The specter of two 'isms'
By Jim Lobe
http://atimes.com/atimes/Front_Page/GG09Aa05.htmlWASHINGTON - With US citizens marking their annual celebration of patriotism on July 4, they might do well to also ponder the specter of two other "isms" - nationalism and militarism - that threaten the country's durability and strength.
Both have been addressed by two important books published over the past year.

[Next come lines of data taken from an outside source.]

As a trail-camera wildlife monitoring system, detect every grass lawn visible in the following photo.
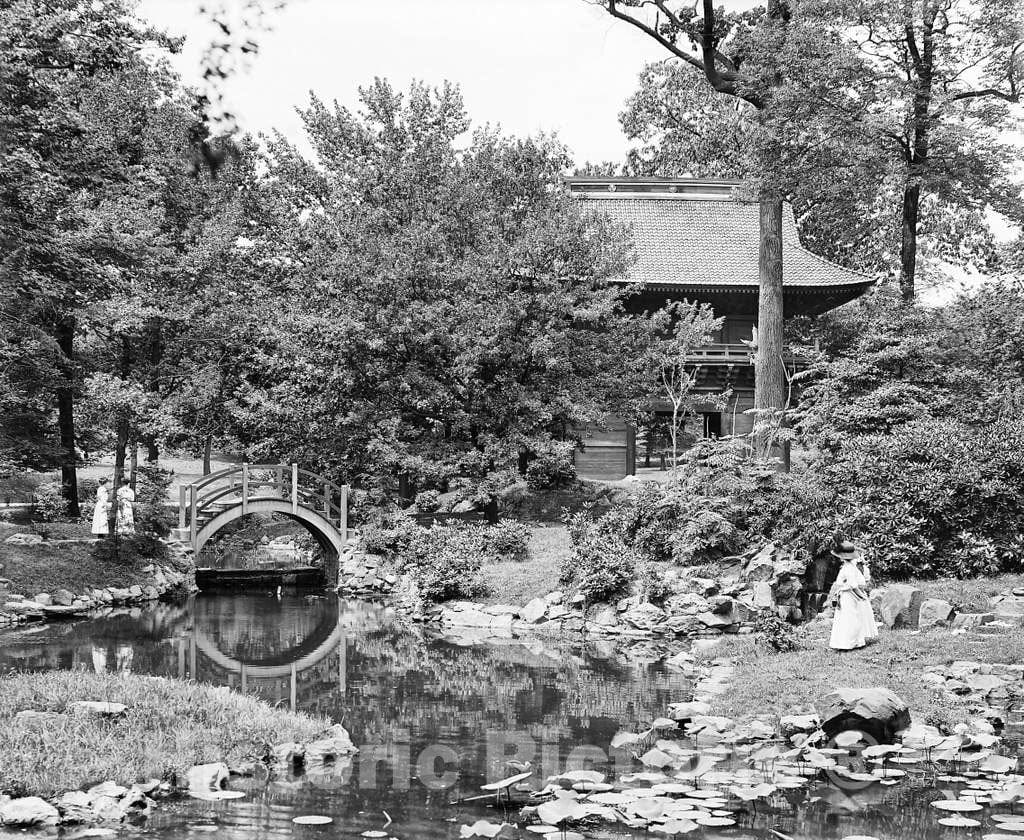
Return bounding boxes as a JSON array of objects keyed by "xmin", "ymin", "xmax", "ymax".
[
  {"xmin": 481, "ymin": 526, "xmax": 570, "ymax": 605},
  {"xmin": 908, "ymin": 575, "xmax": 1024, "ymax": 613},
  {"xmin": 699, "ymin": 621, "xmax": 1024, "ymax": 725},
  {"xmin": 0, "ymin": 543, "xmax": 189, "ymax": 597},
  {"xmin": 0, "ymin": 671, "xmax": 329, "ymax": 797}
]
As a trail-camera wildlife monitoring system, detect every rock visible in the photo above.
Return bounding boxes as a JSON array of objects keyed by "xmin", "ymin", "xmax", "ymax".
[
  {"xmin": 778, "ymin": 715, "xmax": 821, "ymax": 738},
  {"xmin": 815, "ymin": 687, "xmax": 910, "ymax": 744},
  {"xmin": 522, "ymin": 598, "xmax": 548, "ymax": 624},
  {"xmin": 751, "ymin": 581, "xmax": 775, "ymax": 610},
  {"xmin": 918, "ymin": 598, "xmax": 953, "ymax": 627},
  {"xmin": 0, "ymin": 794, "xmax": 60, "ymax": 826},
  {"xmin": 187, "ymin": 766, "xmax": 230, "ymax": 793},
  {"xmin": 53, "ymin": 589, "xmax": 75, "ymax": 606},
  {"xmin": 68, "ymin": 700, "xmax": 128, "ymax": 717},
  {"xmin": 4, "ymin": 534, "xmax": 43, "ymax": 549},
  {"xmin": 587, "ymin": 603, "xmax": 618, "ymax": 627},
  {"xmin": 871, "ymin": 583, "xmax": 925, "ymax": 628},
  {"xmin": 951, "ymin": 613, "xmax": 995, "ymax": 629}
]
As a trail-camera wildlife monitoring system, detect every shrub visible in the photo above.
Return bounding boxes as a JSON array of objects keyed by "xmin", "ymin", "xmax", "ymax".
[
  {"xmin": 397, "ymin": 524, "xmax": 485, "ymax": 602},
  {"xmin": 482, "ymin": 519, "xmax": 529, "ymax": 561},
  {"xmin": 416, "ymin": 490, "xmax": 441, "ymax": 513},
  {"xmin": 776, "ymin": 419, "xmax": 1024, "ymax": 580},
  {"xmin": 526, "ymin": 442, "xmax": 577, "ymax": 490},
  {"xmin": 559, "ymin": 510, "xmax": 637, "ymax": 603},
  {"xmin": 32, "ymin": 481, "xmax": 68, "ymax": 522}
]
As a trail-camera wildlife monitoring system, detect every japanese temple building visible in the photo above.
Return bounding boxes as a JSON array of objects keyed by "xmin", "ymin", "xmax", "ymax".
[{"xmin": 567, "ymin": 177, "xmax": 872, "ymax": 478}]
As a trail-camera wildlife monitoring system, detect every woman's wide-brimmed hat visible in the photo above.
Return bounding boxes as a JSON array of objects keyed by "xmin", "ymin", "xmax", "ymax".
[{"xmin": 831, "ymin": 540, "xmax": 864, "ymax": 560}]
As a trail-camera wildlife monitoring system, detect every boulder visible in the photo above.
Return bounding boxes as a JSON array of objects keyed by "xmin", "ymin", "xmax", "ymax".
[
  {"xmin": 871, "ymin": 583, "xmax": 925, "ymax": 628},
  {"xmin": 187, "ymin": 761, "xmax": 228, "ymax": 793},
  {"xmin": 53, "ymin": 589, "xmax": 75, "ymax": 606},
  {"xmin": 815, "ymin": 687, "xmax": 910, "ymax": 744},
  {"xmin": 521, "ymin": 598, "xmax": 548, "ymax": 624},
  {"xmin": 951, "ymin": 613, "xmax": 995, "ymax": 630},
  {"xmin": 918, "ymin": 598, "xmax": 953, "ymax": 627},
  {"xmin": 778, "ymin": 715, "xmax": 821, "ymax": 738},
  {"xmin": 0, "ymin": 796, "xmax": 60, "ymax": 826},
  {"xmin": 4, "ymin": 534, "xmax": 43, "ymax": 549}
]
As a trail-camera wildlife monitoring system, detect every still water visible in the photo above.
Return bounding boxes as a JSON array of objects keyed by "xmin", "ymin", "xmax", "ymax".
[{"xmin": 0, "ymin": 593, "xmax": 1007, "ymax": 840}]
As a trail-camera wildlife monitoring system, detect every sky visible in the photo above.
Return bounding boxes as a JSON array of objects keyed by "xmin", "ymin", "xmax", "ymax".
[{"xmin": 140, "ymin": 0, "xmax": 720, "ymax": 163}]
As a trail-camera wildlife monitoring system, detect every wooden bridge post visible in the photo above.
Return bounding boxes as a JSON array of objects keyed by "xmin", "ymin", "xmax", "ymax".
[
  {"xmin": 188, "ymin": 485, "xmax": 199, "ymax": 550},
  {"xmin": 342, "ymin": 485, "xmax": 348, "ymax": 543}
]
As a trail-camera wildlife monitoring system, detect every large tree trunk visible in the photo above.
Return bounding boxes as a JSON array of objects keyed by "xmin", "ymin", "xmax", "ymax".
[
  {"xmin": 56, "ymin": 317, "xmax": 81, "ymax": 518},
  {"xmin": 754, "ymin": 196, "xmax": 785, "ymax": 455},
  {"xmin": 899, "ymin": 183, "xmax": 921, "ymax": 303}
]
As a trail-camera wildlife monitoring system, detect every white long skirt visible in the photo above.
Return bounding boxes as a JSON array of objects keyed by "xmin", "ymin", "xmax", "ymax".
[{"xmin": 828, "ymin": 590, "xmax": 878, "ymax": 650}]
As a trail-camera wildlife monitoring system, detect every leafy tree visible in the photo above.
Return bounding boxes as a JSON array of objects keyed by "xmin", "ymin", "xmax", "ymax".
[
  {"xmin": 597, "ymin": 0, "xmax": 872, "ymax": 446},
  {"xmin": 235, "ymin": 80, "xmax": 642, "ymax": 486},
  {"xmin": 0, "ymin": 0, "xmax": 170, "ymax": 515},
  {"xmin": 839, "ymin": 0, "xmax": 1024, "ymax": 300},
  {"xmin": 644, "ymin": 301, "xmax": 728, "ymax": 466}
]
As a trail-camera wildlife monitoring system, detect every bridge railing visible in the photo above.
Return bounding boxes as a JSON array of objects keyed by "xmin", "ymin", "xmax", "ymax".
[{"xmin": 178, "ymin": 463, "xmax": 349, "ymax": 546}]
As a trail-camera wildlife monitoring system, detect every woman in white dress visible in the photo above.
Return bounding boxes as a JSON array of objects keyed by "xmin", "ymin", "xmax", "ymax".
[
  {"xmin": 115, "ymin": 478, "xmax": 135, "ymax": 534},
  {"xmin": 92, "ymin": 477, "xmax": 111, "ymax": 537},
  {"xmin": 828, "ymin": 542, "xmax": 878, "ymax": 650}
]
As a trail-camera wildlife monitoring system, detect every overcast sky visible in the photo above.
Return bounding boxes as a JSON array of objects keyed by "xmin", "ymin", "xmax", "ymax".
[{"xmin": 141, "ymin": 0, "xmax": 737, "ymax": 163}]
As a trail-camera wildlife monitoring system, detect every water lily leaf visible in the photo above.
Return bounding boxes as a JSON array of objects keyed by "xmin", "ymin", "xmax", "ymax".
[
  {"xmin": 611, "ymin": 729, "xmax": 650, "ymax": 750},
  {"xmin": 459, "ymin": 820, "xmax": 515, "ymax": 838},
  {"xmin": 833, "ymin": 729, "xmax": 864, "ymax": 747},
  {"xmin": 932, "ymin": 799, "xmax": 981, "ymax": 812},
  {"xmin": 537, "ymin": 799, "xmax": 589, "ymax": 826},
  {"xmin": 650, "ymin": 820, "xmax": 700, "ymax": 834},
  {"xmin": 640, "ymin": 749, "xmax": 674, "ymax": 769},
  {"xmin": 978, "ymin": 755, "xmax": 1017, "ymax": 773},
  {"xmin": 480, "ymin": 770, "xmax": 534, "ymax": 791}
]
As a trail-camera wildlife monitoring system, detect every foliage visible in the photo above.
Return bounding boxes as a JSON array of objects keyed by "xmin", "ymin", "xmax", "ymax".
[
  {"xmin": 32, "ymin": 481, "xmax": 68, "ymax": 522},
  {"xmin": 481, "ymin": 519, "xmax": 529, "ymax": 562},
  {"xmin": 526, "ymin": 440, "xmax": 577, "ymax": 490},
  {"xmin": 234, "ymin": 80, "xmax": 641, "ymax": 489},
  {"xmin": 415, "ymin": 490, "xmax": 441, "ymax": 513},
  {"xmin": 754, "ymin": 610, "xmax": 803, "ymax": 654},
  {"xmin": 559, "ymin": 510, "xmax": 637, "ymax": 604},
  {"xmin": 397, "ymin": 524, "xmax": 486, "ymax": 602}
]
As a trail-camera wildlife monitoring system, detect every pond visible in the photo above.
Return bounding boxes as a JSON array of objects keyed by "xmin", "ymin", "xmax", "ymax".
[{"xmin": 0, "ymin": 592, "xmax": 1011, "ymax": 840}]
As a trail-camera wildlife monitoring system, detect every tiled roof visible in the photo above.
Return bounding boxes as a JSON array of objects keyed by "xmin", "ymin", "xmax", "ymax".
[{"xmin": 569, "ymin": 179, "xmax": 871, "ymax": 288}]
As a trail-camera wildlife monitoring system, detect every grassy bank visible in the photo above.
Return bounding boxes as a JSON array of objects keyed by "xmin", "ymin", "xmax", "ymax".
[
  {"xmin": 0, "ymin": 543, "xmax": 184, "ymax": 597},
  {"xmin": 0, "ymin": 671, "xmax": 328, "ymax": 797},
  {"xmin": 480, "ymin": 524, "xmax": 571, "ymax": 604},
  {"xmin": 688, "ymin": 621, "xmax": 1024, "ymax": 725}
]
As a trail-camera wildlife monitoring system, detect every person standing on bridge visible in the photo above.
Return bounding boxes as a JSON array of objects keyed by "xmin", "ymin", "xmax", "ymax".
[
  {"xmin": 115, "ymin": 478, "xmax": 135, "ymax": 535},
  {"xmin": 91, "ymin": 475, "xmax": 111, "ymax": 540}
]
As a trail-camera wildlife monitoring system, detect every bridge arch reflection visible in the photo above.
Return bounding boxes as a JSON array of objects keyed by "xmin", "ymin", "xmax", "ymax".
[{"xmin": 178, "ymin": 594, "xmax": 347, "ymax": 710}]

America Right or Wrong: An Anatomy of American Nationalism, by Financial Times columnist Anatol Lieven, warns that the US polity is turning its back on the civic patriotism of the "American creed" of liberty, the rule of law and political egalitarianism in favor of an "American antithesis", a radical and vengeful nationalism that recalls the worst tendencies and mistakes of Germany just before World War I.
The New American Militarism: How Americans are Seduced by War, by retired army Colonel Andrew Bacevich, contends that the country's recent love affair with force and exaltation of the soldier threaten both the military institution, as policymakers expect it to solve ever more problems, but also the republican ideals on which the US was founded.
"Of all the enemies of public liberty," Bacevich quotes former president James Madison as writing in 1795, "war is perhaps the most to be dreaded, because it comprises and develops the germ of every other ... No nation could preserve its freedom in the midst of continual warfare."